I was over at the Newton County Library browsing through the news magazines when I saw this story, "The first Indian-American Governor has a plan for Louisiana." A Native-American had been elected Governor, I thought. Well, it is about time that those who came to this country first get a voice in how it is run. It is surprising that this hasn't been on the news. Then I read the story.
The governor elect is named Bobby Jindal. He is a second generation American. His parents are immigrants from India. They are ethnic Punjabi people, and Bobby's real name is Amar Raj. In the news article, "Indian-American" was not a reference to Native Americans; it was a reference to people from India who are now Americans. I should have known this. Then, I wondered, why is it that these Indians seem to do so much better than own Indians?
According to the 2000 Census, the median household income of Indian-Americans was $70,708. The national median is $ 50,046. The Native American median household income is only $ 33,627. Indian-Americans are reported to own 50 percent of all economy lodging and 37 percent of all hotels in the U.S. And according to the American Association of Physicians of Indian Origin, there are close to 41,000 Indian American doctors. Just last month Indra Nooyi, an Indian woman, was named CEO of PepsiCo. Indian-Americans have done very well in America. Why is that?
According to Indian-American business man and Duke University adjunct professor, Vivek Wadhwa, Indian-Americans are successful because of education, family expectations and support, humility, and hard work. Over 63.9 percent of Indians over 25 years old have at least a bachelor's degree, compared with the national average of 24.4 percent. "Indians believe that education is the best way to rise above poverty and hardship." Indian young adults are expected by their families to work hard and to make sacrifices.

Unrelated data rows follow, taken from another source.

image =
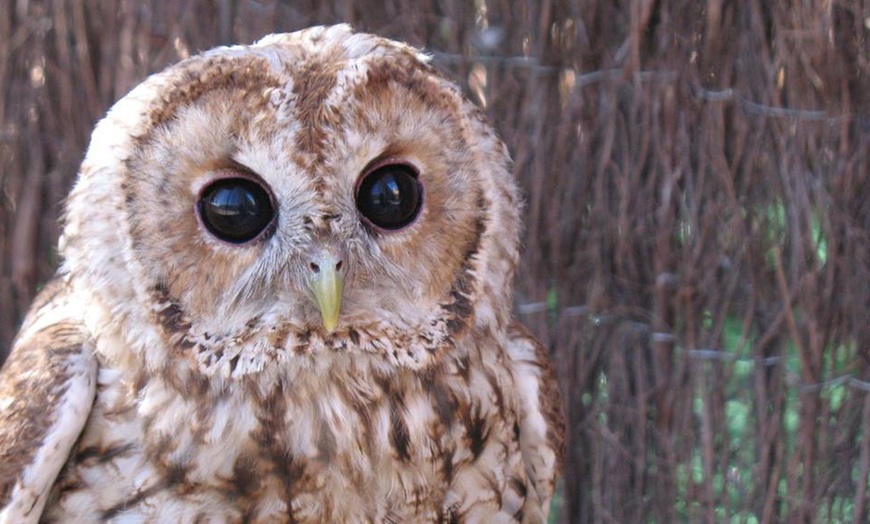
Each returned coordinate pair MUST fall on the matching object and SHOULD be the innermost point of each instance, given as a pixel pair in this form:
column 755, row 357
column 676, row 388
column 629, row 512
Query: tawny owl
column 285, row 296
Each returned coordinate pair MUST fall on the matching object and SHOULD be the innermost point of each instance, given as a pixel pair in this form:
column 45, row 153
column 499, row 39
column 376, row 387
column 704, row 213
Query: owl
column 285, row 296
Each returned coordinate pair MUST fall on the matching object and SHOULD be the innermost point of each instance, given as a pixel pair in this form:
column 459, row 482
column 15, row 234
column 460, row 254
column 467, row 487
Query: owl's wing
column 47, row 388
column 542, row 421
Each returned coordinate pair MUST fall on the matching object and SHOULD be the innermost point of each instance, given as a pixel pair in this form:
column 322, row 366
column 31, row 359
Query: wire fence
column 697, row 247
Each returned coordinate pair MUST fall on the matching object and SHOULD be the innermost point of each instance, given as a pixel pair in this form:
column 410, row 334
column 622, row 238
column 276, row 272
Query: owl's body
column 329, row 357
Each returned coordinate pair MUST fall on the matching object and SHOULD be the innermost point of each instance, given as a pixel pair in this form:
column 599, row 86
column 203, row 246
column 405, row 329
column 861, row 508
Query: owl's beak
column 326, row 272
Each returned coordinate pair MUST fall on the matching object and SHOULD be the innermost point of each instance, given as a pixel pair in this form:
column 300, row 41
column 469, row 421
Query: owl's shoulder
column 47, row 386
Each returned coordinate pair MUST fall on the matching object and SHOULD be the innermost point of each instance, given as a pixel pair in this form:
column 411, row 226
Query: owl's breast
column 349, row 444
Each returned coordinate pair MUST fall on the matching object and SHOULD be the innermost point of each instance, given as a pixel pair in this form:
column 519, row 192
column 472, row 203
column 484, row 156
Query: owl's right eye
column 236, row 210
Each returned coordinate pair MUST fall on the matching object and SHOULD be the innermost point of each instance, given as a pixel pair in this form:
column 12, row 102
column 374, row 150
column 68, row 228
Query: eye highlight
column 390, row 197
column 235, row 210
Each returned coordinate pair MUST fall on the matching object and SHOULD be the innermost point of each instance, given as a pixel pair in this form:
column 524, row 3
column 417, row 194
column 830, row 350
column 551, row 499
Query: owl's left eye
column 235, row 210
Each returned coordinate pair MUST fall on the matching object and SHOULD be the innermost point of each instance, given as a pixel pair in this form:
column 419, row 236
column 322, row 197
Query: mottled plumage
column 339, row 356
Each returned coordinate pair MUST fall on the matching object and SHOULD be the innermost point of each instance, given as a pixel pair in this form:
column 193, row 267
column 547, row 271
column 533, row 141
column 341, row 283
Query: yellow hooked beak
column 326, row 272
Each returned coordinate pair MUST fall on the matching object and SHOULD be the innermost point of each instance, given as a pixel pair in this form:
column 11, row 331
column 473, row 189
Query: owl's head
column 320, row 190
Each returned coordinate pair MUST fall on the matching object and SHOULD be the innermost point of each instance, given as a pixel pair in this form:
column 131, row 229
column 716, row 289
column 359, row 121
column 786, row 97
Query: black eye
column 235, row 210
column 390, row 197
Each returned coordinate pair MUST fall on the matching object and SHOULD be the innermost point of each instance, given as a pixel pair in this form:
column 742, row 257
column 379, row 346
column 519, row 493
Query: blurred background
column 697, row 251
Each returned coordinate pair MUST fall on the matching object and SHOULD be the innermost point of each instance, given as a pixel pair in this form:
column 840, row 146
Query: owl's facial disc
column 326, row 277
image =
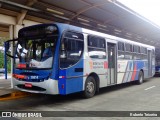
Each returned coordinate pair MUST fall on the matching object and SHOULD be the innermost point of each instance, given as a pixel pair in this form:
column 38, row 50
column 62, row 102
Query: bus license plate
column 28, row 85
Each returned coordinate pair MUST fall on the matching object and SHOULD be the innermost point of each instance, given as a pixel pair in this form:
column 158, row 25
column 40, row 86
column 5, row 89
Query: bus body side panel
column 128, row 70
column 71, row 79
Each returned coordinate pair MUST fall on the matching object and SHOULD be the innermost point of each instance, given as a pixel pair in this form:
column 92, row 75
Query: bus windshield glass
column 35, row 53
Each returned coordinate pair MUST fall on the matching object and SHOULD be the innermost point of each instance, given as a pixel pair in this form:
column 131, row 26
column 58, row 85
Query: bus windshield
column 35, row 53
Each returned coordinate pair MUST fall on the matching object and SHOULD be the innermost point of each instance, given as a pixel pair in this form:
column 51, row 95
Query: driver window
column 71, row 49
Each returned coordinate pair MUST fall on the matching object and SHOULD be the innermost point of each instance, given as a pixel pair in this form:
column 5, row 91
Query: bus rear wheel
column 90, row 87
column 140, row 78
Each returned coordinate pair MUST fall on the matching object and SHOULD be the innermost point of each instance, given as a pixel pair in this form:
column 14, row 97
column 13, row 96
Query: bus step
column 15, row 95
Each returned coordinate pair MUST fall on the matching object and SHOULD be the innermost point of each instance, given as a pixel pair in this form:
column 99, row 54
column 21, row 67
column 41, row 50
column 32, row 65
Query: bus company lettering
column 96, row 65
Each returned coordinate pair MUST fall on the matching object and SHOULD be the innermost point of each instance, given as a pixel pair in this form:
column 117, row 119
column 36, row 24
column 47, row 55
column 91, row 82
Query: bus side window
column 96, row 47
column 71, row 49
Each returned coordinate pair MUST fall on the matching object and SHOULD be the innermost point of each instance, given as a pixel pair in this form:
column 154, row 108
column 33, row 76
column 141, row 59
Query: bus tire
column 90, row 87
column 140, row 78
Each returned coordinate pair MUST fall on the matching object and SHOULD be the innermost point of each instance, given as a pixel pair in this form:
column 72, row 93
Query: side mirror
column 63, row 54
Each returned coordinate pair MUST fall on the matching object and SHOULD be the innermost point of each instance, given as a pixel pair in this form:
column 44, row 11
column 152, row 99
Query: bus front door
column 149, row 63
column 111, row 63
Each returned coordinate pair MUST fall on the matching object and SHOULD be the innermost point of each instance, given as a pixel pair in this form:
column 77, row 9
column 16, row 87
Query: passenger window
column 96, row 47
column 71, row 49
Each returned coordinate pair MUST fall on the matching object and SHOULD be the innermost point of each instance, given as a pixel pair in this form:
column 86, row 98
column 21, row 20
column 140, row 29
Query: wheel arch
column 96, row 77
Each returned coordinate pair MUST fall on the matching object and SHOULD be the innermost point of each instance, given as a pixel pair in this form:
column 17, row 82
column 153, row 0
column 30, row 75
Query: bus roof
column 87, row 31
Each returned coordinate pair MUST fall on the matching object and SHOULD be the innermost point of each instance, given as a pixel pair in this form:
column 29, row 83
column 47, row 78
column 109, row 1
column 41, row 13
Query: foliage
column 2, row 40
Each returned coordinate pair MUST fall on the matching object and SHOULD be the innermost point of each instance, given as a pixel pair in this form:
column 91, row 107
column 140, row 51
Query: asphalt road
column 125, row 97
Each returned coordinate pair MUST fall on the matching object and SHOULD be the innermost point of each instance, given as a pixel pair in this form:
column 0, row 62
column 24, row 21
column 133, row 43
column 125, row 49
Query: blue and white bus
column 62, row 59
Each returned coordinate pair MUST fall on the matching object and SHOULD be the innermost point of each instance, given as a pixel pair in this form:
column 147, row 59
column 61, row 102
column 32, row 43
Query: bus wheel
column 140, row 78
column 90, row 87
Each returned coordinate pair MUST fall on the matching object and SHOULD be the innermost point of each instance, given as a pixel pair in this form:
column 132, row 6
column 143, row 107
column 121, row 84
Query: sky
column 150, row 9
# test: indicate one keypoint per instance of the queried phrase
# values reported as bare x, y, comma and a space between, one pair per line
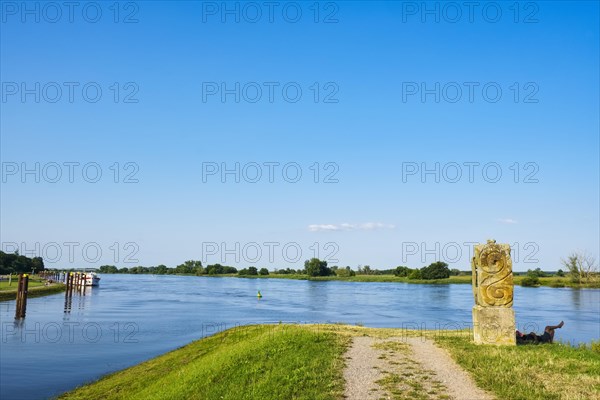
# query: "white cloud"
367, 226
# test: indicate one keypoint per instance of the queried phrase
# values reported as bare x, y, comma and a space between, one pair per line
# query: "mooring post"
21, 306
19, 299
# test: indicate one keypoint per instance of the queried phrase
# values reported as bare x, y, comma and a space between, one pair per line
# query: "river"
131, 318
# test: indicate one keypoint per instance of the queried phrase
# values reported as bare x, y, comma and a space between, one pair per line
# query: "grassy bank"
36, 290
255, 362
306, 362
549, 371
461, 279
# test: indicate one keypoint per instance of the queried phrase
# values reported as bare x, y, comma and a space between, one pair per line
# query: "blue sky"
366, 128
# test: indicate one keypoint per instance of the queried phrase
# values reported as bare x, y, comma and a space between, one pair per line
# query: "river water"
131, 318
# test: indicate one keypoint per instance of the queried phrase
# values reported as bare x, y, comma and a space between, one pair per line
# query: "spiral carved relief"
492, 275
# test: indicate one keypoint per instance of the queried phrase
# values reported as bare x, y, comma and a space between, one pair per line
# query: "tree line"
18, 264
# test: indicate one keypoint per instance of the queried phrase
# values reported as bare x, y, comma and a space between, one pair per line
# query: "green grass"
529, 372
306, 362
253, 362
554, 281
35, 289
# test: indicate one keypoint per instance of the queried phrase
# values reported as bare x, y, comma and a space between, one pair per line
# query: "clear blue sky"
372, 58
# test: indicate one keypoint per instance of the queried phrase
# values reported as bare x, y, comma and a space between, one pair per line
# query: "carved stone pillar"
493, 315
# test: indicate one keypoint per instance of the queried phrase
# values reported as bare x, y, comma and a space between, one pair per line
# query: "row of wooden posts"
22, 289
73, 281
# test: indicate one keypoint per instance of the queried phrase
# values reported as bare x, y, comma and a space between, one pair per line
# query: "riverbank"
308, 361
554, 281
36, 290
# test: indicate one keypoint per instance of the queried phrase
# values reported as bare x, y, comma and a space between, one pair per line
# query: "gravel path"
405, 368
363, 368
460, 385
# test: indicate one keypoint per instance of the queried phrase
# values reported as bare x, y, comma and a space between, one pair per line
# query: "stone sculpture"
493, 315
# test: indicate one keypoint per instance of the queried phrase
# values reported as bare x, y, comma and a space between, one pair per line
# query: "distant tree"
344, 272
161, 269
415, 274
316, 267
582, 267
108, 269
537, 273
402, 271
531, 280
436, 270
15, 263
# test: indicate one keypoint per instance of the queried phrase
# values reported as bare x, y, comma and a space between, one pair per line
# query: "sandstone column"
493, 315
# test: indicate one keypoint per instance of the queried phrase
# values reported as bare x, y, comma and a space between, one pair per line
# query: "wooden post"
21, 307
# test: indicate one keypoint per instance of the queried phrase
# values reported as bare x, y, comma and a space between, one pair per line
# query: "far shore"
553, 281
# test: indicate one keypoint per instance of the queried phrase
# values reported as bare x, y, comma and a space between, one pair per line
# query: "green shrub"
530, 281
436, 270
557, 283
402, 271
415, 274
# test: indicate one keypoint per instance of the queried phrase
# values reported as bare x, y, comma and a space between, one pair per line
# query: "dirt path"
405, 368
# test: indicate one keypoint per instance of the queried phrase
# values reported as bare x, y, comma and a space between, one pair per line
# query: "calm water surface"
131, 318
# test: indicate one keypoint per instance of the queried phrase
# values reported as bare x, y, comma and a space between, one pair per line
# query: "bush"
316, 267
402, 271
248, 271
415, 274
557, 283
345, 272
530, 281
436, 270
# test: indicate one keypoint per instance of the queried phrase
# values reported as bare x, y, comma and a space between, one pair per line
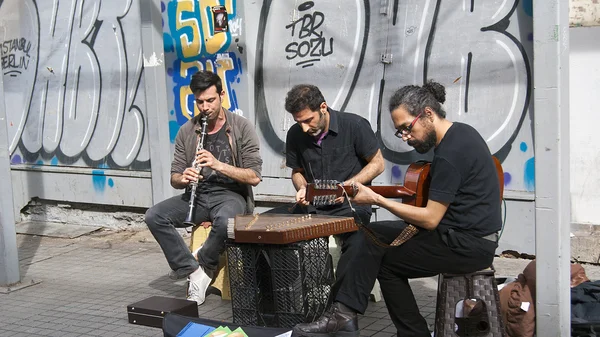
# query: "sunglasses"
405, 131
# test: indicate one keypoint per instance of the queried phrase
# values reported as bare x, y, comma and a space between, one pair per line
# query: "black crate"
279, 285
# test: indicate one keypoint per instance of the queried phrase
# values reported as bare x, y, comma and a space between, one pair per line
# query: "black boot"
339, 320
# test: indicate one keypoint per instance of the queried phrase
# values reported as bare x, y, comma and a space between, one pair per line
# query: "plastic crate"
279, 285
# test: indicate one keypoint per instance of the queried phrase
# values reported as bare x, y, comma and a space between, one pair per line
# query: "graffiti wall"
73, 85
202, 35
359, 52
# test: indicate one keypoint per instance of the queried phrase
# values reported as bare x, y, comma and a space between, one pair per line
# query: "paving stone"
86, 285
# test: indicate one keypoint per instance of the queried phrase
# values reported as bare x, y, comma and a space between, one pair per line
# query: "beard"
425, 145
318, 129
315, 132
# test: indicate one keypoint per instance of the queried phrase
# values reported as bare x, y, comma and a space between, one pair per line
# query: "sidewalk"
87, 283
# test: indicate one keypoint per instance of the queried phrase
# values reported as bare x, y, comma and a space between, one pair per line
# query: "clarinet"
189, 220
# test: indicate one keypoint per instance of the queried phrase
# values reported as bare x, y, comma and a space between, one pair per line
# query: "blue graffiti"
173, 129
523, 146
529, 176
528, 7
99, 180
16, 159
181, 82
168, 43
507, 178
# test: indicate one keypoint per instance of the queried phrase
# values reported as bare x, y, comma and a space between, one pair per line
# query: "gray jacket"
242, 139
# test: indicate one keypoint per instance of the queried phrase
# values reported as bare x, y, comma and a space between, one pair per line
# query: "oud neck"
394, 191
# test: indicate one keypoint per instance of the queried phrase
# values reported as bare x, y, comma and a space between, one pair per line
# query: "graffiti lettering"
85, 109
15, 56
14, 45
192, 30
314, 45
196, 47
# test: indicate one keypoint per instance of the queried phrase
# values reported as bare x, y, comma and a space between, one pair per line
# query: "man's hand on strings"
301, 197
365, 195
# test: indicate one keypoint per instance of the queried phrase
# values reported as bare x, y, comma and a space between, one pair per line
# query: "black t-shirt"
340, 154
464, 175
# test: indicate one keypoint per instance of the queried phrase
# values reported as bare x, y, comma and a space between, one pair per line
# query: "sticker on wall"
220, 18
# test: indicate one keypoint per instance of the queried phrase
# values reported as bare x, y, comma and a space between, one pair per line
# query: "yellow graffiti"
212, 42
190, 45
184, 93
223, 64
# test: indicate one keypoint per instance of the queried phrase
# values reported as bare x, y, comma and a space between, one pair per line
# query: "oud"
414, 191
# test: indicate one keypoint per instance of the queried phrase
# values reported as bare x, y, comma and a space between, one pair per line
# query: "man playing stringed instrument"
457, 227
325, 144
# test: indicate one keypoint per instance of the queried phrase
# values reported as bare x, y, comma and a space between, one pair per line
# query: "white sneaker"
195, 252
198, 283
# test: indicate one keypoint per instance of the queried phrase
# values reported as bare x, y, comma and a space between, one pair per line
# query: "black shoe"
339, 321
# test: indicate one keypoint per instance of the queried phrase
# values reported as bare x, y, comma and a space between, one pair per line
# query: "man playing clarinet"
222, 164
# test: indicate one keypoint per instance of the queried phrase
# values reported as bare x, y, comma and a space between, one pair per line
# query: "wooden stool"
221, 279
452, 289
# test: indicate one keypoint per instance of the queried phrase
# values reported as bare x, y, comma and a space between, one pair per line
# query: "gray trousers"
217, 207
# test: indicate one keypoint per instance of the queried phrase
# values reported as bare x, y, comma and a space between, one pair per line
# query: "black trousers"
426, 254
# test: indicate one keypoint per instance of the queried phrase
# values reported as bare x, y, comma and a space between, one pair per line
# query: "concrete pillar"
551, 138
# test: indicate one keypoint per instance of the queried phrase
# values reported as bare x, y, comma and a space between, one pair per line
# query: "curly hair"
415, 98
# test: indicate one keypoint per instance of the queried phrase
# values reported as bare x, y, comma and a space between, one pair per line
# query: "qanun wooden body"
414, 191
286, 228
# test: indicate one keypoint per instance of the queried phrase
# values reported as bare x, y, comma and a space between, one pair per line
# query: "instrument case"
151, 311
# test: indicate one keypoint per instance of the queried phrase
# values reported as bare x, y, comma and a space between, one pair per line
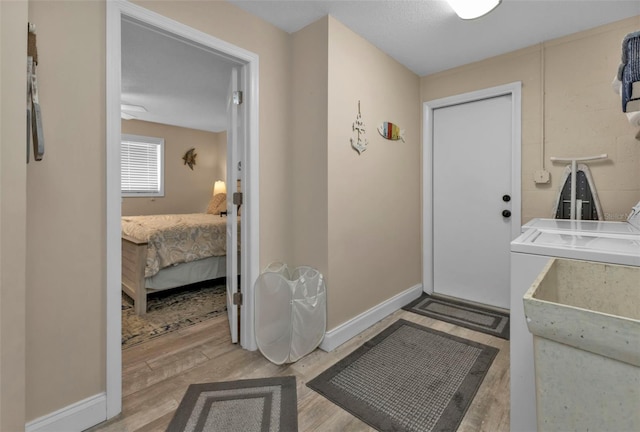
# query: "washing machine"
608, 242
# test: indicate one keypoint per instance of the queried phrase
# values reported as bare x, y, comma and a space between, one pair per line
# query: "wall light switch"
541, 176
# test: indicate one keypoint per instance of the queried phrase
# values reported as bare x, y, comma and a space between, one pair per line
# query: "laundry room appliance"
607, 242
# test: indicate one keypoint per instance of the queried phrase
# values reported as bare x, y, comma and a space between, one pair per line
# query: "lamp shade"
470, 9
219, 187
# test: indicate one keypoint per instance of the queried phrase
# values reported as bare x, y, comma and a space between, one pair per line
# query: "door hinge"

According to Mr. Wadhwa, "Leaving social status behind in his home country and working his way up from the bottom of the ladder in an adopted land is a humbling process."
The family has become the support network. Instead of looking for the government to help them out, they are prepared to help each other out.
You see these traits in the Louisiana Governor Elect Bobby Jindal. He has worked hard, graduating with honors from Brown University, attained a master's degree from Oxford University as a Rhodes Scholar and has worked his way up through positions in state and federal government. He was elected to Congress in 2003 and now elected the next governor of Louisiana.
What was it again - education, family expectations and support, humility, and hard work? This formula could work for any family in America trying to get ahead. Instead of looking for the government to do something for you, go to work doing something for yourself. This is also what the Bible teaches. Solomon wrote, "Work brings profit, but mere talk leads to poverty!" (Proverbs 14:23, NLT). The work-ethic of the Indian-Americans is a good reminder to all Americans of what it takes to succeed.